The core of `xc` is `xcd`, the daemon handles basically everything. `xc`, the client program, submit requests to the daemon via UNIX socket, typically at `/var/run/xc.sock`. Unlike similar container technology such as `docker`, `xcd` does not accept HTTP requests but instead accepts `JSON` encoded requests, sometimes with file descriptors.

Every request `xcd` receives contains a method name and the corresponding payload. There are macros available to generate new methods to extend the features of `xc`. See `$src/xcd/src/ipc.rs` for examples.

The macro to define a new method also creates client-side helper functions `pub fn do_$method(..)` and can be used in the `xc` client program.

The global state of the daemon is called `Context`, and is defined in `$src/xcd/src/context.rs`.

### Containers

The global state (Context) owns a number of `Site`s.
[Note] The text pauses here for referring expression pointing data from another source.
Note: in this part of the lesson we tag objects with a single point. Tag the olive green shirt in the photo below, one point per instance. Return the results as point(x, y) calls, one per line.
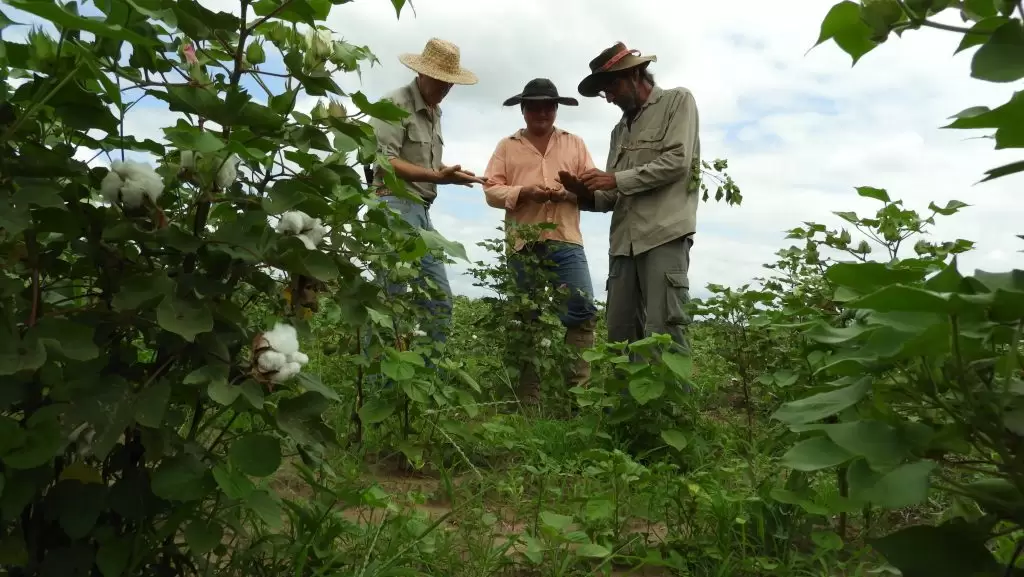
point(417, 138)
point(654, 162)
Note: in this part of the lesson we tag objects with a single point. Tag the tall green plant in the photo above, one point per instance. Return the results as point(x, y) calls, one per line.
point(153, 353)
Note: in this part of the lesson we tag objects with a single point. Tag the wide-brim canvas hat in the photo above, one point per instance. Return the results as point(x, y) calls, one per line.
point(610, 60)
point(539, 90)
point(439, 59)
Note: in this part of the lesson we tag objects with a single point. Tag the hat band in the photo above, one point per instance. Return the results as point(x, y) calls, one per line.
point(613, 59)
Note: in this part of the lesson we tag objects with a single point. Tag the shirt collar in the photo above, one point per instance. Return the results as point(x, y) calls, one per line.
point(418, 100)
point(518, 134)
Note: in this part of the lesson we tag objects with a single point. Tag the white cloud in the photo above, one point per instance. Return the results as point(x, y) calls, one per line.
point(801, 129)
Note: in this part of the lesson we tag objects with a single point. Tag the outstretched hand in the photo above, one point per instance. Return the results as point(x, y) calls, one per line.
point(574, 186)
point(456, 175)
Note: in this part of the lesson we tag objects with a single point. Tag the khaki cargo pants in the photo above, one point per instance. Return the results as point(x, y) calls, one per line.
point(648, 293)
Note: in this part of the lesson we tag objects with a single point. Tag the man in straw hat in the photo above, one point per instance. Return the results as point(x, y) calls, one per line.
point(521, 180)
point(650, 187)
point(414, 147)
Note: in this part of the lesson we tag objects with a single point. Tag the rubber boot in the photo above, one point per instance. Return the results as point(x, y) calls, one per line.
point(580, 338)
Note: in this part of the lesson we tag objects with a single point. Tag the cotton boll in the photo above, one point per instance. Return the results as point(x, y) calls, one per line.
point(188, 160)
point(283, 338)
point(227, 173)
point(287, 372)
point(111, 187)
point(271, 361)
point(291, 222)
point(307, 242)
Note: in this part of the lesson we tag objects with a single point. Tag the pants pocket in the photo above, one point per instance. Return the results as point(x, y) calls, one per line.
point(678, 297)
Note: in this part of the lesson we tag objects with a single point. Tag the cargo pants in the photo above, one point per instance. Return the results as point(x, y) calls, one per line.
point(648, 294)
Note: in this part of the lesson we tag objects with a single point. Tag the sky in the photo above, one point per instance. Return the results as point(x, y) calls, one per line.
point(800, 127)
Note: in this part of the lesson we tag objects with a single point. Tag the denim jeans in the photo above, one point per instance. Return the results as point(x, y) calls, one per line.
point(568, 264)
point(439, 308)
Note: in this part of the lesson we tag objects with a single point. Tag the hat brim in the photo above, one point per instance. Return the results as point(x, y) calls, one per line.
point(566, 100)
point(417, 64)
point(591, 84)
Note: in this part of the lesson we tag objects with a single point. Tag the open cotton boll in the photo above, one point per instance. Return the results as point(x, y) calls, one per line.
point(286, 372)
point(188, 160)
point(291, 222)
point(283, 338)
point(271, 361)
point(132, 181)
point(227, 173)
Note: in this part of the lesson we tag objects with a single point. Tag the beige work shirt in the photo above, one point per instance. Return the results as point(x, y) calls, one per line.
point(417, 138)
point(655, 162)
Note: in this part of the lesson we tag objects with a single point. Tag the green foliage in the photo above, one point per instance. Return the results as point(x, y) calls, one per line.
point(995, 29)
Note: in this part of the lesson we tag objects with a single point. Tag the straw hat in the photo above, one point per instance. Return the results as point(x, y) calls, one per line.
point(611, 59)
point(439, 59)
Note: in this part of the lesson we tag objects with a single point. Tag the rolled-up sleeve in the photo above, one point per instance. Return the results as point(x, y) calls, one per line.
point(674, 162)
point(389, 137)
point(500, 194)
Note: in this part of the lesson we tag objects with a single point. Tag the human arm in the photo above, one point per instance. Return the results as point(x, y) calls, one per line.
point(674, 162)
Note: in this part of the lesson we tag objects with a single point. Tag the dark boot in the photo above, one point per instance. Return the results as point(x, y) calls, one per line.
point(580, 338)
A `Site` is essentially an abstraction of "a place a container lives in". Think `Context` is a landlord, a `Site` is a portion of land the landlord rents out.

The purpose of this abstraction is to separate the duty of cleaning up a container. System-wise resources are made to clean up at the `Site` level, for example, destroying ZFS datasets, releasing IP addresses, etc, things that the tenant (container) shouldn't, and couldn't care about. This allows the global resources to always cleanup no matter what happened in the container to cause an exit (Jail cannot be created, precondition failure, executable crashed, cannot run the executable, etc...).

This is also planned to support FreeBSD containers that require multiple hosts to function in the future. More specifically, `Root-on-NFS` Jails, whose root filesystem may be exported by a different host than the host running the processes. In these cases, each host owns a site that references/relates to **one** container.

On the other hand. Once a site is created, the daemon process fork and run a kqueue backed run loop in the child process. This run-loop is responsible for spawning and reaping processes in the Jail, as well as collecting matrices. The site communicates with the run-loop via a UNIX socket pair, which sometimes also forwards file descriptors received from `xc` client to the run-loop. For example, in the case of `xc exec` without pty, the `stdout` and `stderr` file descriptors of the `xc` client process are first sent to the `xcd` daemon, which is later forwarded to the run-loop to use as the `stdout` and `stderr` of the new process.

Reaping is done by tracing the PIDs via `NOTE_TRACK` of `EVFILT_PROC` of `kqueue`. This allows us to reap processes without having an `init` in the Jail nor using `procctl`. The benefit of **not** using an `init` is to allow us only to track selections of process sub-trees that are directly related to the container lifetime. By doing this, we can prevent some long-running processes irrelevant to the container's lifetime (such as profiling/analytics) from stopping the container from exiting.

By default, unlike in `Docker`, `xc` waits for **all** descendants of the main process to exit before killing the container, instead of just the main process. In other words, processes such as `nginx` that immediately daemonize itself can run un-modified without special flags or `init`.